Isolated gonadotropic deficiency with and without anosmia: a developmental defect or a neuroendocrine regulation abnormality of the gonadotropic axis.

Hypogonadotropic hypogonadism has been described in several human genetic diseases. Congenital isolated hypogonadotropic hypogonadism is classified into two categories: one that is associated with anosmia (Kallmann syndrome) and one that is apparently isolated. Mutations and deletions of the KAL1 gene, which encodes for a protein involved in cell adhesion, have been observed in many cases of the X-linked form of Kallmann syndrome. Recently, loss-of-function mutations of fibroblast growth factor receptor-1 (FGFR1) were associated with an autosomal dominant form of Kallmann syndrome. Genotype-phenotype correlations confirm the large spectrum of the phenotype due to FGFR1 mutations.

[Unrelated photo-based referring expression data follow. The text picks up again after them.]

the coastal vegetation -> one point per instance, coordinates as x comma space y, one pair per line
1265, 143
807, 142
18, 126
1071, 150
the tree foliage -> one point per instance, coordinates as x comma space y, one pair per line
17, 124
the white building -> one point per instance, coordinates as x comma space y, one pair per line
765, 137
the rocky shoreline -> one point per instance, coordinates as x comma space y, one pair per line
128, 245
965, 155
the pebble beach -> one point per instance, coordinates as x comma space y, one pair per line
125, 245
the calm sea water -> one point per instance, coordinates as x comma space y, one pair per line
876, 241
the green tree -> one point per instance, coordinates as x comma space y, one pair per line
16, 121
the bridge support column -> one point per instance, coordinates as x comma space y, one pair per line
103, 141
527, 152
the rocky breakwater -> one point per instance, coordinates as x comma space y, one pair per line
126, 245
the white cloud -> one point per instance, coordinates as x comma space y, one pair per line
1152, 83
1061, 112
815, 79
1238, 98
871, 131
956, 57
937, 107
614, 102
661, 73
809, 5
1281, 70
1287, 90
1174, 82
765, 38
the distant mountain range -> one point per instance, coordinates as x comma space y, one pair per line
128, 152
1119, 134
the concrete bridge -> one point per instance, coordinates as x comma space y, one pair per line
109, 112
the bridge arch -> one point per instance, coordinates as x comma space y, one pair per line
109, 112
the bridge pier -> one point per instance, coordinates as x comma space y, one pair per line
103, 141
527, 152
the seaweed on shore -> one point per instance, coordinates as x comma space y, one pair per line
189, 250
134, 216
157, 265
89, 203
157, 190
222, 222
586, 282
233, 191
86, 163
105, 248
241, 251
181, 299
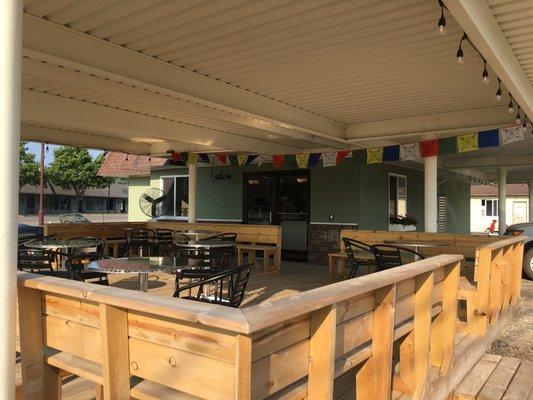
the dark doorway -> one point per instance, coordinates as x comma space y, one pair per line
280, 198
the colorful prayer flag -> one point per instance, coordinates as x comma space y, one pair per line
313, 159
391, 153
467, 142
329, 159
512, 134
277, 161
448, 145
429, 148
374, 156
301, 160
488, 138
192, 158
410, 152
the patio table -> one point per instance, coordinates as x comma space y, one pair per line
142, 266
69, 245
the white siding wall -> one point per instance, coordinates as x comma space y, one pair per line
479, 221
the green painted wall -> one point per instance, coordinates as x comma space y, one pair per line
352, 192
457, 190
136, 186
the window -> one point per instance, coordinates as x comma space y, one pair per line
177, 190
397, 195
489, 208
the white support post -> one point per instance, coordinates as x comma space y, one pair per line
10, 77
430, 194
502, 199
530, 199
193, 169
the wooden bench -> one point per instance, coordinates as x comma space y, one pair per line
265, 239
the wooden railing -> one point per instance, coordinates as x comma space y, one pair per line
394, 329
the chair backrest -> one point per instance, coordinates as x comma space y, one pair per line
390, 256
39, 261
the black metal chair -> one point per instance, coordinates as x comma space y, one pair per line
165, 242
352, 247
139, 241
75, 266
390, 256
225, 288
39, 261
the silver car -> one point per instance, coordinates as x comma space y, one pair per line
525, 229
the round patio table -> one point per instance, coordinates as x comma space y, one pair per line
142, 266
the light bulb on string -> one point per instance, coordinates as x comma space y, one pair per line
499, 91
441, 24
485, 74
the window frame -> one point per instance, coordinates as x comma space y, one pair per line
161, 186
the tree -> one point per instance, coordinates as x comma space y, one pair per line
75, 169
28, 167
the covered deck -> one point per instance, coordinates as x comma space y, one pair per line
263, 81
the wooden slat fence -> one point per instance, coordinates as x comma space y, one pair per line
392, 330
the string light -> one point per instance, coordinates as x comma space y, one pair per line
441, 24
460, 54
499, 91
485, 74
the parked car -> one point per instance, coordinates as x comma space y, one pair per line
72, 218
525, 229
29, 232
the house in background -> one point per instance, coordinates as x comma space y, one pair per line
311, 204
484, 205
112, 199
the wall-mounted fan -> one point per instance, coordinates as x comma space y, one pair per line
154, 203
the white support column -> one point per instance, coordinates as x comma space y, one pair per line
10, 76
502, 197
430, 194
530, 199
193, 169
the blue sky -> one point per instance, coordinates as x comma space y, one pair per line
35, 148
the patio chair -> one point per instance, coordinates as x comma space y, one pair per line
139, 241
75, 265
390, 256
226, 288
352, 247
165, 245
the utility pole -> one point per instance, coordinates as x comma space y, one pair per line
41, 188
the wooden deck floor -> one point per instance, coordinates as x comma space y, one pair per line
497, 378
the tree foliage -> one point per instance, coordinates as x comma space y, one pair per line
28, 167
75, 169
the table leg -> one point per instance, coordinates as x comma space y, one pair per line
143, 282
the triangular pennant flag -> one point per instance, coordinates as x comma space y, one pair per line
447, 145
250, 159
429, 148
410, 152
329, 159
391, 153
313, 159
277, 160
233, 160
241, 158
301, 160
341, 155
467, 142
488, 138
193, 158
223, 158
374, 156
512, 134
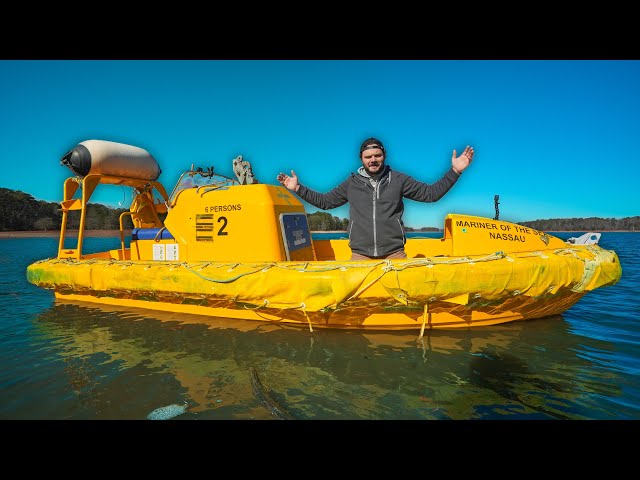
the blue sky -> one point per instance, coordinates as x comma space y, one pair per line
553, 138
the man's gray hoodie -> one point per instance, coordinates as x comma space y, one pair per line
376, 206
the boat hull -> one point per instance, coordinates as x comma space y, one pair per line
445, 292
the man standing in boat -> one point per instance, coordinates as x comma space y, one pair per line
375, 196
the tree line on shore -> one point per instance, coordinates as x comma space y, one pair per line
19, 211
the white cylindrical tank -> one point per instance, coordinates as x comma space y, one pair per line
111, 158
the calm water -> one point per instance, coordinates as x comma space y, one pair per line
65, 360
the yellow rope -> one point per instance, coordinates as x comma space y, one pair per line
303, 306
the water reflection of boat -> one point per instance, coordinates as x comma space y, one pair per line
230, 249
159, 359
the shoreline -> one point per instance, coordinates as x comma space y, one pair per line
116, 233
67, 234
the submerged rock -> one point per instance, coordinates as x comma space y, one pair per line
168, 412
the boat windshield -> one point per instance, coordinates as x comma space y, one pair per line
201, 178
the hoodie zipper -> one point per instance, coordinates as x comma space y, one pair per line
375, 229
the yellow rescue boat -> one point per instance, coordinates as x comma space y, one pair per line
236, 248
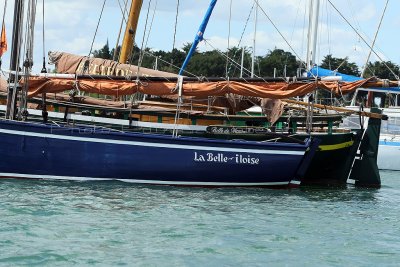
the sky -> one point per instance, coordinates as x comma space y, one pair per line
70, 26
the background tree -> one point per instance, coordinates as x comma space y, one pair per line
103, 52
278, 59
342, 65
381, 70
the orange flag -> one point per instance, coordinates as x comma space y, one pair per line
3, 41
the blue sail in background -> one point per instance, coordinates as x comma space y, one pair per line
321, 72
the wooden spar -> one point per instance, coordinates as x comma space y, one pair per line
130, 31
339, 109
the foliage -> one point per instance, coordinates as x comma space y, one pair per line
214, 64
279, 60
381, 70
342, 65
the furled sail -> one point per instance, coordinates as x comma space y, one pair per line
73, 64
163, 87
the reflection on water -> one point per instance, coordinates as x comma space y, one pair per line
110, 223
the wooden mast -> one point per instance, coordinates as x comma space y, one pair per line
130, 31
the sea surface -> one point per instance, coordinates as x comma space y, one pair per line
53, 223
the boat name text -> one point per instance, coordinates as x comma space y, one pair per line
221, 158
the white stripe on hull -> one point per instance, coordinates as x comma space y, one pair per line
148, 144
72, 178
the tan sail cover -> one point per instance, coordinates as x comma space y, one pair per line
73, 64
273, 90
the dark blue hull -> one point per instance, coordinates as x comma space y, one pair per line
30, 150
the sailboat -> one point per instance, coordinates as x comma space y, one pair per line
79, 152
91, 152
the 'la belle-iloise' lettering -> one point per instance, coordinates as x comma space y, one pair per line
221, 158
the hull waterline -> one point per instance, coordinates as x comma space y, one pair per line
31, 150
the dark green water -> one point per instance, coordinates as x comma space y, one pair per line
52, 223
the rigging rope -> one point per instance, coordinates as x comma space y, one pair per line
362, 38
241, 36
229, 36
2, 25
43, 42
123, 11
94, 37
176, 23
279, 32
376, 35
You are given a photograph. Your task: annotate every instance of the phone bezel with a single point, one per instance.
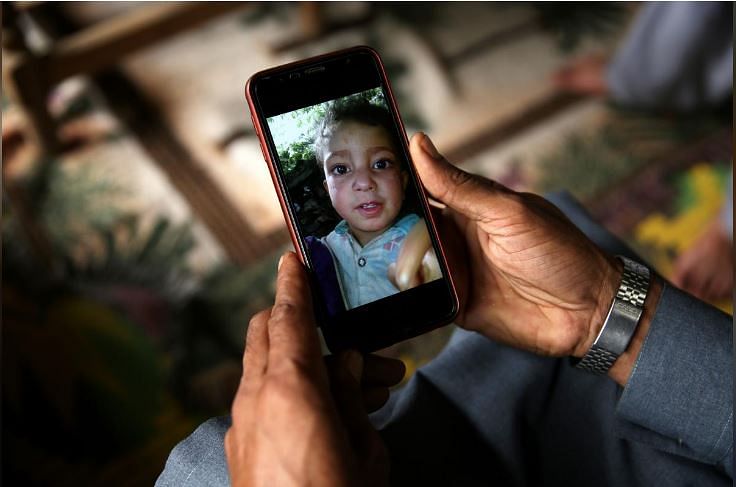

Cases of isolated hypogonadotropic hypogonadism were considered to be idiopathic until the description of mutations of the gonadotropin releasing hormone receptor, luteinizing hormone and follicle stimulating hormone genes. However, defects in these genes only account for a small percentage of familial cases, which suggests that other proteins may be involved in regulation of the gonadotropic axis. We recently described GPR54 as one of these proteins by genome mapping in a very informative family. In vivo studies and genotype-phenotype correlations indicate that gonadotropic axis regulation by GPR54 occurs mainly at the level of the hypothalamus.